Können Sie an einem Beispiel erklären, wie die extreme Rechte in Dresden für normal erklärt wurde?
Es gibt ein sehr anschauliches Beispiel: Im Rahmen der Bewerbung Dresdens zur Kulturhauptstadt Europas im Jahr 2018 fand eine Veranstaltung mit dem Schriftsteller Uwe Tellkamp statt. Er gehört zum konservativen Dresdner Bürgertum. Tellkamp behauptete auf dieser Veranstaltung, dass 95 Prozent aller Asylsuchenden nur wegen der Sozialleistungen nach Deutschland kämen. Ebenfalls anwesend war der Verleger Götz Kubitschek vom extrem rechten Institut für Staatspolitik in Schnell­roda. Aus dem Publikum hielt er einen vierminütigen Wortbeitrag, ohne dass ihn die Moderation unterbrach.

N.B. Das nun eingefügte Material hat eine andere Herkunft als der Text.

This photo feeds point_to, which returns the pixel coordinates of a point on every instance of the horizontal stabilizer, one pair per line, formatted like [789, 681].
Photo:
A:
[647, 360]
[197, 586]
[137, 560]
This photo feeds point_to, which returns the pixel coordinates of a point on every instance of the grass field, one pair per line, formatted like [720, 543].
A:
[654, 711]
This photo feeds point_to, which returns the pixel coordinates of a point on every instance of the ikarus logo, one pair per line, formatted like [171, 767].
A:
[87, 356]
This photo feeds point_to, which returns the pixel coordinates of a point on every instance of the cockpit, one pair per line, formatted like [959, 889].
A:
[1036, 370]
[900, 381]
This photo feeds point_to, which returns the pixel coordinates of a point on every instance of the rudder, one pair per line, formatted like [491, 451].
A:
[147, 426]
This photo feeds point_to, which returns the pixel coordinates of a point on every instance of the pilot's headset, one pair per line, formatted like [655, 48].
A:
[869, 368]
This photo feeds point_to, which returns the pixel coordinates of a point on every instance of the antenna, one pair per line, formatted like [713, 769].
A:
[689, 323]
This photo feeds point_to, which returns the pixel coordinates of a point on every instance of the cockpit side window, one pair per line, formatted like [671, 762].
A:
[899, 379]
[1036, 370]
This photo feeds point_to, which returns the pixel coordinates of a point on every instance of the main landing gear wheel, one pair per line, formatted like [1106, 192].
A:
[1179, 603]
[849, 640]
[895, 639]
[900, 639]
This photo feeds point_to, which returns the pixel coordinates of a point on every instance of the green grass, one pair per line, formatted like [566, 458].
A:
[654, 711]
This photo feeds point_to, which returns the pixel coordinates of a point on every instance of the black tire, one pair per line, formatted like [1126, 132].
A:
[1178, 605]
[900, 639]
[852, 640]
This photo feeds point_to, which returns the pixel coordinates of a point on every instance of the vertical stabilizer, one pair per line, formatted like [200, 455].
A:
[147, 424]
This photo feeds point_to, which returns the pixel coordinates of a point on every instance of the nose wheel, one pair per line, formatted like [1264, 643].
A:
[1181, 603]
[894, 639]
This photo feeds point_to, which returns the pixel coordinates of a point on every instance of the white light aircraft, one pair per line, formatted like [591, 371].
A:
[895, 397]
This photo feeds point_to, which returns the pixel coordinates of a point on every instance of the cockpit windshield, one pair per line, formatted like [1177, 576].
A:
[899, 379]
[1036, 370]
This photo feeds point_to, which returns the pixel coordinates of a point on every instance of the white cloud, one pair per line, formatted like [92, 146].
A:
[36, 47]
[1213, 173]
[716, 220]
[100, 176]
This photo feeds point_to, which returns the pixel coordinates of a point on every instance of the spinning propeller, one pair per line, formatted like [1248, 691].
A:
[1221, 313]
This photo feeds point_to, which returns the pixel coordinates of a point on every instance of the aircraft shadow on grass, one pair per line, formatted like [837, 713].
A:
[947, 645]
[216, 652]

Hinterher distanzierte sich der Suhrkamp-Verlag, in dem Tellkamp oft publiziert hat, von dessen Aussagen. Daraufhin ließ der sächsische Ministerpräsident Michael Kretschmer (CDU) wissen, dass ihm Tellkamps Meinung wichtig sei und man ihn nicht stigmatisieren dürfe.

Sehen Sie hinter solchen öffent­lichen Hilfestellungen für die ­extreme Rechte eher Naivität oder Strategie?
Ich glaube, da muss man zwei Varianten unterscheiden. Es gibt Leute, die ernsthaft verunsichert sind vom Vorwurf der Ausgrenzung. Sie glauben ­tatsächlich, Toleranz bedeute, mit allen zu reden und keine Haltung auszugrenzen. Es handelt sich dabei meist um Leute aus der Zivilgesellschaft vor Ort, die völlig überfordert sind mit der Situation. Ihnen muss man verdeut­lichen, welche Gefahr von der AfD ausgeht und warum sie mit der Partei auf keinen Fall zusammenarbeiten dürfen. Man muss nicht mit Leuten reden, die einen beleidigen und bedrohen. Das sollte selbstverständlich sein.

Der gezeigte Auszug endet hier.